Ace retains her '80s sense of fashion, usually dressing in leggings and T-shirt under a black bomber jacket festooned with badges. The badges, in fact, give some further clue to her interests. In addition to those associated with biking, or with plays on the word 'Ace', she has a number of patches relating to Space Shuttle flights, indicating an early fascination with space travel. She also supports Charlton Athletic, possibly just to be difficult, since the ground is nowhere near Perivale, and appears to be a fan of Gerry Anderson and Thunderbirds. (She also has a couple of Blue Peter badges... did she really earn them?)

I normally finish these posts by explaining how the companion concerned eventually left the Doctor, what little we know of their life afterwards, and how it might be possible to use an older version of the character as an NPC, or even PC, in your games. With Ace, however, we have an obvious problem: we don't see her leave.

At the end of the final episode of the classic series, Survival Part 3, we see Ace and the Doctor walking back to the TARDIS, discussing how much there still is for them to do. When we next see the Doctor, in the 1996 TV movie, he is travelling alone, and Ace isn't mentioned either then, or in the modern series.

It is ambiguously implied in The Sarah Jane Adventures, that, by 2010, Ace has returned to Earth and is, for some inscrutable reason, the head of an international charity.

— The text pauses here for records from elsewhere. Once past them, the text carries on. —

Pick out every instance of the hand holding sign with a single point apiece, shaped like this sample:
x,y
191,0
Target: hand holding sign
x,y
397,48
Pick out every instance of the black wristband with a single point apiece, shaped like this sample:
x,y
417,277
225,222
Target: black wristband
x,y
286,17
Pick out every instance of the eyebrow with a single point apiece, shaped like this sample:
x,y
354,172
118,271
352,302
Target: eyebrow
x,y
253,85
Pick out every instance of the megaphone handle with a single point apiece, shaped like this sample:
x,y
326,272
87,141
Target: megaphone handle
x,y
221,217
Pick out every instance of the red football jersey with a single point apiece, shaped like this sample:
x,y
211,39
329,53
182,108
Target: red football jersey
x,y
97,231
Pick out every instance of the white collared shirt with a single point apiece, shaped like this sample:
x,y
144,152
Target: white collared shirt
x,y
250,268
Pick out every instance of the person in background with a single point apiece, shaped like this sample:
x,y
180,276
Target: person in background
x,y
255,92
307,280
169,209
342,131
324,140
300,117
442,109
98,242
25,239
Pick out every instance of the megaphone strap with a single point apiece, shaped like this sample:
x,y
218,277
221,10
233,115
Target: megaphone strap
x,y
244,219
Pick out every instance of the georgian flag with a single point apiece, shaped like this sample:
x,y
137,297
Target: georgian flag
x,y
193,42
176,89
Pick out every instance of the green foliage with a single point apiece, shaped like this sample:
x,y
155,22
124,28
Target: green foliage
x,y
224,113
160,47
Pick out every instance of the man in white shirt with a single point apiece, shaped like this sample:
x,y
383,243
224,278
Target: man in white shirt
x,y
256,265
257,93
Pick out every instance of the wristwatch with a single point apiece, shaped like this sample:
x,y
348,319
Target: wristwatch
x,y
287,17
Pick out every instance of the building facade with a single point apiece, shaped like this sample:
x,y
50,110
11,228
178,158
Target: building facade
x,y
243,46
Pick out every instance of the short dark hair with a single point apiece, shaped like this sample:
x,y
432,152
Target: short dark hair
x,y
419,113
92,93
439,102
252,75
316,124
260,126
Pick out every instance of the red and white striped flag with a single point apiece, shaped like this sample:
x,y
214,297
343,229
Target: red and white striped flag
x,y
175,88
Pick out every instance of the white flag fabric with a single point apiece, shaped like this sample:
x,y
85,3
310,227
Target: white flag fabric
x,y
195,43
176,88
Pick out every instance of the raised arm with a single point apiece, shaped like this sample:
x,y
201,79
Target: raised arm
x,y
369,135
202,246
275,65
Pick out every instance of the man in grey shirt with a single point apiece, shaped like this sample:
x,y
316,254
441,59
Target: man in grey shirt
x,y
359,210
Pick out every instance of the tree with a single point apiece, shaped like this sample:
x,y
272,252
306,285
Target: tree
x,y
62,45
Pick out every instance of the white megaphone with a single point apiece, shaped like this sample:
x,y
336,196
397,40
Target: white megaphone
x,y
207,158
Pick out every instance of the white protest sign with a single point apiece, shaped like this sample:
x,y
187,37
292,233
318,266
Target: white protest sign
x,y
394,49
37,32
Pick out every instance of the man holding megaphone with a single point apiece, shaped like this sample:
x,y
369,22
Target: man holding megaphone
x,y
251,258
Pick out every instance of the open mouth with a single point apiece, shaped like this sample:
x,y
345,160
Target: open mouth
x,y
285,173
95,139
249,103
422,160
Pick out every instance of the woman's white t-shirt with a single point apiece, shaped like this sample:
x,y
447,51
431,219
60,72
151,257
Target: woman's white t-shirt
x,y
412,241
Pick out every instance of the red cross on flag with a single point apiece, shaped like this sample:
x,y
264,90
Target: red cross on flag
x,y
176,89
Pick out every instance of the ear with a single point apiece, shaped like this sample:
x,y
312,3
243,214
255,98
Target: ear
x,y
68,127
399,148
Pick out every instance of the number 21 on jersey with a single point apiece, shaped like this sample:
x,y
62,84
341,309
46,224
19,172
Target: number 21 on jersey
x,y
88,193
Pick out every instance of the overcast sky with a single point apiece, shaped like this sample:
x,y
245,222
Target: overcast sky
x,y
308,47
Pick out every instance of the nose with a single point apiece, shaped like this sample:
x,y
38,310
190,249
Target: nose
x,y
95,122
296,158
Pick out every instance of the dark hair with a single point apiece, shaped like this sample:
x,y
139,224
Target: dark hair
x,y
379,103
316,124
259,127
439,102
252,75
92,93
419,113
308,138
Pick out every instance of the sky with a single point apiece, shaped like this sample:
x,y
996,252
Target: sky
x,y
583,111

On the other hand, the producers of classic Doctor Who itself had toyed with the idea of her maturing enough under the Doctor's tutelage to eventually join the Time Lord Academy, but the cancellation ensured that that story never got anywhere near to being scripted, let alone made.

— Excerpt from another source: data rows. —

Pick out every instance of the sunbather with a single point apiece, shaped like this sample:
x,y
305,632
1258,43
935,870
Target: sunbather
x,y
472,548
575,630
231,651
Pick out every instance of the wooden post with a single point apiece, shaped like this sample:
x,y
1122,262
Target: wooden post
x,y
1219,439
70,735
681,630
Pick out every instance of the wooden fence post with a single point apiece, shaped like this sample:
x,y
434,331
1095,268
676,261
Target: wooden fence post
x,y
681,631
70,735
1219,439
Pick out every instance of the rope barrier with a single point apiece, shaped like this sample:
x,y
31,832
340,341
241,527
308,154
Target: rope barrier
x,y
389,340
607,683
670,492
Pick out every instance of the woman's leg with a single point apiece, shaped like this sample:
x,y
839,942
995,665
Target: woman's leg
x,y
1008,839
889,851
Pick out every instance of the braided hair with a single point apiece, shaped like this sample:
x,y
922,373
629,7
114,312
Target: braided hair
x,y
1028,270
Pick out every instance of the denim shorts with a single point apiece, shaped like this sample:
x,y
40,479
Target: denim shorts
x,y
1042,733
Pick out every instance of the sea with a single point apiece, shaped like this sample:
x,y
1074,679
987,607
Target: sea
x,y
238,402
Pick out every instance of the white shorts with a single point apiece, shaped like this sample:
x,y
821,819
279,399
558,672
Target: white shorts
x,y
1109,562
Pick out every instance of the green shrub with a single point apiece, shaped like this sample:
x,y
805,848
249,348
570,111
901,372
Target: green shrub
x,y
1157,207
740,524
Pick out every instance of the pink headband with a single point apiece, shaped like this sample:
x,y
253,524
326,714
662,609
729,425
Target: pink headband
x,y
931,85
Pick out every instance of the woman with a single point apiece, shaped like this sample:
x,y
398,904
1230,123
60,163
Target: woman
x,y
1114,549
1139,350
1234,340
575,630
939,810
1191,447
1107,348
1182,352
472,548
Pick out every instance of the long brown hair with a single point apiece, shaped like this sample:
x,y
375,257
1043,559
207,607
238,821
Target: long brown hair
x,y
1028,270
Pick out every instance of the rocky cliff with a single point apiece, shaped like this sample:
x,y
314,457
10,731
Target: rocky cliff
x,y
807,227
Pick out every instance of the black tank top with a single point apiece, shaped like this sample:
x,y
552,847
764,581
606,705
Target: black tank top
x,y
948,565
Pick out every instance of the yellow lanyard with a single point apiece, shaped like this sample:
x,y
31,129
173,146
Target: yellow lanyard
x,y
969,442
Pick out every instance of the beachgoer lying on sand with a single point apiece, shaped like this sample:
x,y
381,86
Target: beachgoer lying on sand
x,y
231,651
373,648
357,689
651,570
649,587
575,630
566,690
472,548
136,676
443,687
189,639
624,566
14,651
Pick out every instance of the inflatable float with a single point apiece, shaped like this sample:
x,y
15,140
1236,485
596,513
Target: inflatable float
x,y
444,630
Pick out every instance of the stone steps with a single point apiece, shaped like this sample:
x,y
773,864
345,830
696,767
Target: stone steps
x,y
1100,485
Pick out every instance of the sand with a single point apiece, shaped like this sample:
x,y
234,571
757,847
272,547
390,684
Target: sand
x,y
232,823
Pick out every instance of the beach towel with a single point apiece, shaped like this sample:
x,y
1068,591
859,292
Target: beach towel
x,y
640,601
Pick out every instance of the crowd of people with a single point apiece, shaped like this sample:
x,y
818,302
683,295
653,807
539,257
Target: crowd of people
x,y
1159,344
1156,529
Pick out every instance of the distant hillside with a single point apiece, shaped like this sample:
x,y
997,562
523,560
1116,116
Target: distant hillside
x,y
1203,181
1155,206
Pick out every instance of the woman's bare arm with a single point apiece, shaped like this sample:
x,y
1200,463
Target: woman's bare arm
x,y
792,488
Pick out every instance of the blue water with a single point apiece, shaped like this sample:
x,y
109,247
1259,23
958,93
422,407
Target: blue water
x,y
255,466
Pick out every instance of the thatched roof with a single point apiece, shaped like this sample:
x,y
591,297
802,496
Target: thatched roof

So, from TV at least, we know nothing concrete. Evidently, Ace travels with the Doctor for some time after the events of Survival, and this is surely one of the most obvious gaps in the Doctor's personal timeline into which to insert our own adventures. But, if we want to get some sort of even semi-official answer to Ace's fate, we have to turn to the spin-off media.

Which, unfortunately, give us at least three different answers, depending on the medium we're talking about. According to the comics, she is eventually killed while attempting to blow up a hostile alien. The audio plays featuring Ace and the Seventh Doctor are still ongoing, with no departure in sight. Which leaves only the books.

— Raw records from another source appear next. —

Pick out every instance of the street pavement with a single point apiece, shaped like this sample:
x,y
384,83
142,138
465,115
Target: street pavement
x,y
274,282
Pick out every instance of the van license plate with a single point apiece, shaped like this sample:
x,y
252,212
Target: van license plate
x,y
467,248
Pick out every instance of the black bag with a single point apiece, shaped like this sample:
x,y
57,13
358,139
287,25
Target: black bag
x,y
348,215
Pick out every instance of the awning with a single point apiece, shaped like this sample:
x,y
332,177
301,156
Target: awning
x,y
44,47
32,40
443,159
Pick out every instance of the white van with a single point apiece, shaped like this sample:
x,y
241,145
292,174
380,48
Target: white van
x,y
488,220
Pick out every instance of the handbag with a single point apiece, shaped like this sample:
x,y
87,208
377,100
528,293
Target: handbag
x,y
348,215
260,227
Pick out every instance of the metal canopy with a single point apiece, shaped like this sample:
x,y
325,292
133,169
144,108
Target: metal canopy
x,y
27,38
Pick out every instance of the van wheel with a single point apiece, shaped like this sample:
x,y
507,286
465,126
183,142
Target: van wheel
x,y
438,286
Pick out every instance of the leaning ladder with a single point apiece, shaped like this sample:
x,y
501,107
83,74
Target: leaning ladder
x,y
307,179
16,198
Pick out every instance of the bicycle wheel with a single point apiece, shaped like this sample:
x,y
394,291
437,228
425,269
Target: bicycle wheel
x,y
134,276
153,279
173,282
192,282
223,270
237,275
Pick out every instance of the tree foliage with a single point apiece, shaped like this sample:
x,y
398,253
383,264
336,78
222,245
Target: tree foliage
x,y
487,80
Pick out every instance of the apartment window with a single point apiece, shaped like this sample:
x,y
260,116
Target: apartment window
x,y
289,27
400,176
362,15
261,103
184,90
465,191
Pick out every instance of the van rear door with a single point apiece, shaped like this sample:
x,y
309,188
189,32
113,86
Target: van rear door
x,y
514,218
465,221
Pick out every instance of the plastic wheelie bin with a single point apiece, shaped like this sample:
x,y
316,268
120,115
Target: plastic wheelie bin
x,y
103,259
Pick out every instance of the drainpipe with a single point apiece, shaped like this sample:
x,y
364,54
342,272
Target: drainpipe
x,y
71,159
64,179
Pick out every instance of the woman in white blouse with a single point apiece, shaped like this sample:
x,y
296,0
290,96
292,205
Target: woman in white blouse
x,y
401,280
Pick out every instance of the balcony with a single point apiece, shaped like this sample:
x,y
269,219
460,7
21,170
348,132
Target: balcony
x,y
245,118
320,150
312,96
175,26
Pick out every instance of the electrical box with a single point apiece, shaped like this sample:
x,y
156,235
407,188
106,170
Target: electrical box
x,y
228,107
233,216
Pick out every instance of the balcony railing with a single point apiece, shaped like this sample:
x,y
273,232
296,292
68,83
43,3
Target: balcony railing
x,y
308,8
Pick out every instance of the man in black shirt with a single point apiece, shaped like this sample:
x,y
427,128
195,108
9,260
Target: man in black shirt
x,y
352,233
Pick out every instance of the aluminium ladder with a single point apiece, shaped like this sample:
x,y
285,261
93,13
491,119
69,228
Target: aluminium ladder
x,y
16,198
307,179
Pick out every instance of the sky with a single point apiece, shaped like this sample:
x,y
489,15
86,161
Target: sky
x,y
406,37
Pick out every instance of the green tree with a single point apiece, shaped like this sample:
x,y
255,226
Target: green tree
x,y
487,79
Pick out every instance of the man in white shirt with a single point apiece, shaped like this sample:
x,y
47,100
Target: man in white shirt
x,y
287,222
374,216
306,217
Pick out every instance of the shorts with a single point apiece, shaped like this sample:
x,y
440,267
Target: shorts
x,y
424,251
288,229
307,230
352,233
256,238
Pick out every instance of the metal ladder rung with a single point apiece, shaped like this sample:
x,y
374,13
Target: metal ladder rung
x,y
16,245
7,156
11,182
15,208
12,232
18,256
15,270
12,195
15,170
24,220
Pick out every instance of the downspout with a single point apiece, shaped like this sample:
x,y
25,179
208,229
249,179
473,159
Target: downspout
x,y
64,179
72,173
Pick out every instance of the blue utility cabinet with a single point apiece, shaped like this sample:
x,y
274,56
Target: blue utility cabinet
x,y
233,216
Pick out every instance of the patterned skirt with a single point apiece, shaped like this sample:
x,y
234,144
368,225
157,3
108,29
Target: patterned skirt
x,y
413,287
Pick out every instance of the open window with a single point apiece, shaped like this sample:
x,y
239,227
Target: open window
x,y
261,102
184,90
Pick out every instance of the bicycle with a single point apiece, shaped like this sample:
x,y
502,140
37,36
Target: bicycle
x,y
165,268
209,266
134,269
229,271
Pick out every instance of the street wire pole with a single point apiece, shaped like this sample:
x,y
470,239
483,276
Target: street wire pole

These do, at least, provide an answer that's internally consistent, if not necessarily so with any of the rival spin-offs. According to the 1992 novel Love and War, Ace eventually falls out with the Doctor, and leaves him to live in the 26th century (where the story is set). While there, she joins the military, basically becoming a space marine.

Having worked out her issues with the Doctor, she re-joins him in the 1993 novel Deceit. She is, by this point, a battle-hardened combat veteran, three years older, with a string of ex-boyfriends, and a great wodge of firearms/blaster-gun skills to add to what she already had. Plus, of course, all the other stuff an interstellar military force is likely to teach you. (Just to confuse matters, this version of Ace is the one that appears in the audio plays Shadow of the Scourge and The Dark Flame, rather than the usual audio version of the character).

Several more novels follow, before Ace leaves for the second, and final, time in the 1995 novel Set Piece. She is 26 by this point, has acquired a time-travelling motorbike and has finally decided that she is old enough to be setting out for adventures on her own. She does make brief appearances in future novels, and, at a real stretch it's just about possible to imagine that most of the audio plays featuring her represent some even later, third, period of travel with the Doctor. (Indeed, it's worth noting that, if you count licensed novels and audio plays alongside TV broadcasts, Ace appears in more stories than any other televised companion). But, essentially, if we do go with this particular version of events, she's surely ready-made for a recurring NPC, a party patron, or even a player character in a time-travelling game without the Doctor.